The heterogeneous nature of BDD has received growing attention. Most patients with BDD engage in a range of compulsive behaviors to check, hide, or improve the perceived defect (). Indeed, an additional criterion (B) was added to the newly revised diagnostic criteria to capture such repetitive behaviors (e.g., mirror checking, excessive grooming, skin picking, or surgery seeking) or mental acts (e.g., comparing their appearance with that of others) in BDD (APA, 2013). Similarly, a specifier for muscle dysmorphia was added to further characterize individuals (mostly male) who are preoccupied with body build, considering themselves insufficiently big or muscular.
Despite the usefulness of current assessments for diagnostic, clinical, and research purposes, they do not fully capture the broad range of symptoms that mark BDD. Thus, we designed the Body Dysmorphic Disorder Symptom Scale (BDD-SS, Wilhelm, 2006; ; available upon request) to create a comprehensive instrument that provides a profile of the severity of a wide range of BDD symptoms and one that could be easily administered and interpreted in clinical and research settings. The BDD-SS could prove useful in elucidating the prevalence of specific symptoms and behaviors in BDD. Importantly, the BDD-SS captures several key aspects of BDD (compulsive behaviors, negative appearance-related cognitions, and avoidance) that need assessment, monitoring, and targeting in treatment. This new scale would allow clinicians to monitor progress in treatment over time by specific symptom dimension, rather than through more global severity measures. Such a measure could provide vital information as to how various BDD symptoms respond to interventions and help clinicians to adapt treatments accordingly. Thus, the current study was an initial step in evaluating a BDD self-report measure that could achieve both screening and severity scaling with good psychometrics. Specifically, we assessed the internal consistency of the BDD-SS. We also evaluated the convergent and discriminant validity of the BDD-SS with measures of BDD (BDD-YBOCS and BABS), body image (MBSRQ-AE and MBSRQ-AO), and depressive symptoms (the BDI-II).
Method
Participants and Procedures
Participants were 99 adults (age 18 or older) with a primary diagnosis of DSM-IV BDD (SCID, First et al., 2002) and a minimum score of 20 on the BDD-YBOCS, who presented for participation in research trials conducted at the Massachusetts General Hospital (MGH) OCD and Related Disorders program from 09/2004 to 01/2013. Patients had not begun any treatment in our clinic.
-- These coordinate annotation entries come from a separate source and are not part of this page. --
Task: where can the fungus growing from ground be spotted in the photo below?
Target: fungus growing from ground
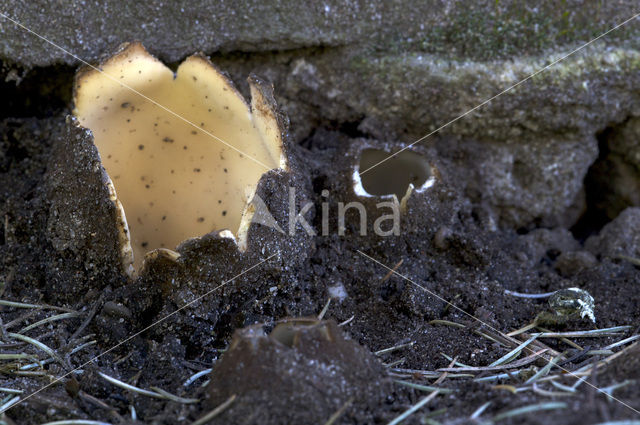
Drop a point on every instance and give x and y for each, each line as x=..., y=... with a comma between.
x=381, y=174
x=184, y=151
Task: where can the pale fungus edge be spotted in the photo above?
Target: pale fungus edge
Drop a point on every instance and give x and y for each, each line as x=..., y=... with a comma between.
x=261, y=114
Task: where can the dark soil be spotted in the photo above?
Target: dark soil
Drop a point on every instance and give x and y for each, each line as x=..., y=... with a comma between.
x=448, y=246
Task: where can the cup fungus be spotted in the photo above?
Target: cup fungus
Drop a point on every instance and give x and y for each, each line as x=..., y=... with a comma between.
x=392, y=176
x=184, y=152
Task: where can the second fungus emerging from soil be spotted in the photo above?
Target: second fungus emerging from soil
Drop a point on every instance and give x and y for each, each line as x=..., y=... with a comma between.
x=184, y=151
x=380, y=173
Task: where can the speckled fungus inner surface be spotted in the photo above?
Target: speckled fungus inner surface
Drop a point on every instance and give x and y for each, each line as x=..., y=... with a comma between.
x=164, y=141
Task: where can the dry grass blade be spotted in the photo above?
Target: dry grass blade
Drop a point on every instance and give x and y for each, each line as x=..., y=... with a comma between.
x=586, y=334
x=414, y=408
x=48, y=320
x=129, y=387
x=543, y=372
x=522, y=362
x=529, y=409
x=426, y=388
x=174, y=397
x=37, y=344
x=513, y=354
x=77, y=422
x=8, y=404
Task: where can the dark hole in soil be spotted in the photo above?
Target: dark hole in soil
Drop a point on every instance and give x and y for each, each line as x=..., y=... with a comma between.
x=611, y=184
x=394, y=175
The instruments described below were completed as part of a one-visit initial evaluation for participation in research studies. Clinician-based assessments were administered by doctoral-level clinicians. Participants completed self-report measures either with paper-and-pencil questionnaires or via an electronic data capture system. All participants provided informed consent and procedures were approved by the MGH Institutional Review Board. The sample was 58% female, predominately white (n = 83) with a mean age of 30.7 years (SD = 11.2). The most common comorbid Axis I diagnoses were social anxiety disorder (n = 18); major depressive disorder (n = 16), and specific phobia (n = 14).
Measures
The Structured Clinical Interview for DSM-IV (SCID; First et al., 2002), a reliable and valid semi-structured interview and the standard for diagnosing current and lifetime Axis I disorders, was used to diagnose BDD and comorbid disorders.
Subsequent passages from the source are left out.